“Joker”: A Balance of Catastrophe and Elegance

Joaquin Phoenix Portrays the Villain in Fresh Take on the Classic Character

Alexander Deng, Contributing Writer

Rating: 4/5 Falcons

Todd Phillips’ Joker is set apart from other films, as it is a uniquely polarizing spin on the tried-and-true superhero movie formula. A character study of the iconic villain, with actor Joaquin Phoenix portraying Arthur Fleck and his transformation from failed comedian to the Joker is a dark and grimy story that is as bold and shocking as it is oddly beautiful. 

The story follows a mentally ill man struggling to find human connection in a lonely world. We watch as Fleck is forced through unhappy circumstances, turning from a creepy man rejected by society into a mentally insane criminal-to-be. The movie is nothing but magnetic, impossible to look away from, with Fleck’s character carrying an aura that is frankly gross and disturbing. His subtle mannerisms, his maniac laugh, and his gaunt and sickly body all indicate to the audience that they are watching a man’s soul die.

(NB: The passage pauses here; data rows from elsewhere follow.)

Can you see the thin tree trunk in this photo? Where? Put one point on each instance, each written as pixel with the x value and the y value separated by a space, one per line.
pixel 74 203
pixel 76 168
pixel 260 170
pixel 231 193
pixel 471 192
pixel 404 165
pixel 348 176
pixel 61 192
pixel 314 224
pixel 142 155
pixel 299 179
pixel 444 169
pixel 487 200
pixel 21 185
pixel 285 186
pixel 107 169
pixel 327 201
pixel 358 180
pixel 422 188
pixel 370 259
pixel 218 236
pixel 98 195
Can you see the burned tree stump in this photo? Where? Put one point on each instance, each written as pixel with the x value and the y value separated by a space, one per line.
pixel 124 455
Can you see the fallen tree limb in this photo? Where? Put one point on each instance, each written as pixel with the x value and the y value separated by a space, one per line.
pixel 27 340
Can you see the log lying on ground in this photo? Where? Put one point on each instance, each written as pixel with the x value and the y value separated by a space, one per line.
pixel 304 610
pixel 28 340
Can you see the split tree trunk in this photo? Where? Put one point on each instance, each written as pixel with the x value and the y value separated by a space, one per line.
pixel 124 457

Fleck is not a traditional villain. Rather, Phoenix’s Joker is morally ambiguous, luring in the audience’s sympathy with a bleak backstory and a painful depiction of societal rejection, yet demolishing that sympathy entirely through unsettling actions and violence that I couldn’t help but look away from. We see Fleck as human at first, yet his slow descent into madness and the anticipation for the moment he will finally snap is what is so alluring about this film. 

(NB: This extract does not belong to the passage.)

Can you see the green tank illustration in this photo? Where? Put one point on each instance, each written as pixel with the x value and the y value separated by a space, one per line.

Phoenix’s Joker is morally ambiguous, luring in the audience’s sympathy.

This delicate balance between total chaos and glimpses of his humanity is aided by an incredible soundtrack by Hildur Guðnadóttir. Guðnadóttir employs clashing melodies, off-tone strings, and a warped, distressed sound in her score,.The setting of a grimy, corrupt, 1970s Gotham further helps this symmetry. Arthur Fleck is not the protagonist, and watching the degradation of his sanity rather than see his insanity from the start is what makes his version of Joker a breath of fresh air. However, this movie is not without flaws. 

Controversial because of its potential to be a catalyst for mass shootings and its glorification of violence, Joker laments the tragedy of the social outcast, glorifying Fleck’s rise to fame using violence to get revenge against the elite. Yet it toes the line between a socially applicable metaphor and a questionable ideology, one that can easily be taken the wrong way. This is not the impression that the movie will leave on most audiences, though. In the end, Joker is an exhilarating psychological thriller that takes an already complex character and adds a deeper, much more frightening layer we haven’t seen before. 

This piece also appears in our October 2019 print edition.